This project analyze the disaster response dataset from Appen to build a model for an API that classifies disaster messages. The dataset contains real messages that were sent during disaster events. A machine learning pipeline is developed to categorize these events so that one can send the messages to an appropriate disaster relief agency.
This project include a web app where an emergency worker can input a new message and get classification results in several categories. The web app will also display visualizations of the data.
Bellow are a few screenshots of the web app.
Some statistics of the dataset
An example of classifying a disaster response message
The disaster response dataset contains 30,000 messages drawn from events including an earthquake in Haiti in 2010, an earthquake in Chile in 2010, floods in Pakistan in 2010, super-storm Sandy in the U.S.A. in 2012, and news articles spanning a large number of years and 100s of different disasters. The data has been encoded with 36 different categories related to disaster response and has been stripped of messages with sensitive information in their entirety. Upon release, this is the featured dataset of a new Udacity course on Data Science and the AI4ALL summer school and is especially utile for text analytics and natural language processing (NLP) tasks and models.The input data in this job contains thousands of untranslated disaster-related messages and their English translations.
├── app/
│ ├── static/img
│ ├── templates/
│ │ ├── master.html # main page of web app
│ │ └── go.html # classification result page of web app
│ └── run.py # script that runs the webapp using Flask
├── data/
│ ├── disaster_categories.csv # data to be processed: message categories
│ ├── disaster_messages.csv # data to be processed: disaster response messages
│ ├── DisasterResponse.db # cleaned data will be exported to this SQL database
│ └── process_data.py # ETL pipeline for data cleaning
├── models/
│ ├── train_classifier.py # NLP pipeline for training a text-based classifier
│ └── classifier.pkl # trained model
├── README.md
└── environment.yml # dependencies of the conda environment
- Create a conda environment with dependencies specified in environment.yml.

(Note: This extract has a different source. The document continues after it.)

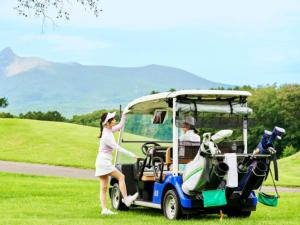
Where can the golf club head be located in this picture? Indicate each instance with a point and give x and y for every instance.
(278, 131)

- Run the following commands in the project's root directory to set up the database and train a classification model.
- To run ETL pipeline that cleans data and stores in database:
python data/process_data.py data/disaster_messages.csv data/disaster_categories.csv data/DisasterResponse.db
- To run ML pipeline that trains a classifier and saves the trained model to a pickle file:
python models/train_classifier.py data/DisasterResponse.db models/classifier.pkl
- To run ETL pipeline that cleans data and stores in database:
- Go to
app
directory:cd app
. - Run your web app:
python run.py
. - Access
127.0.0.1:3000
in a web browser (e.g., Google Chrome) to open the webapp's homepage.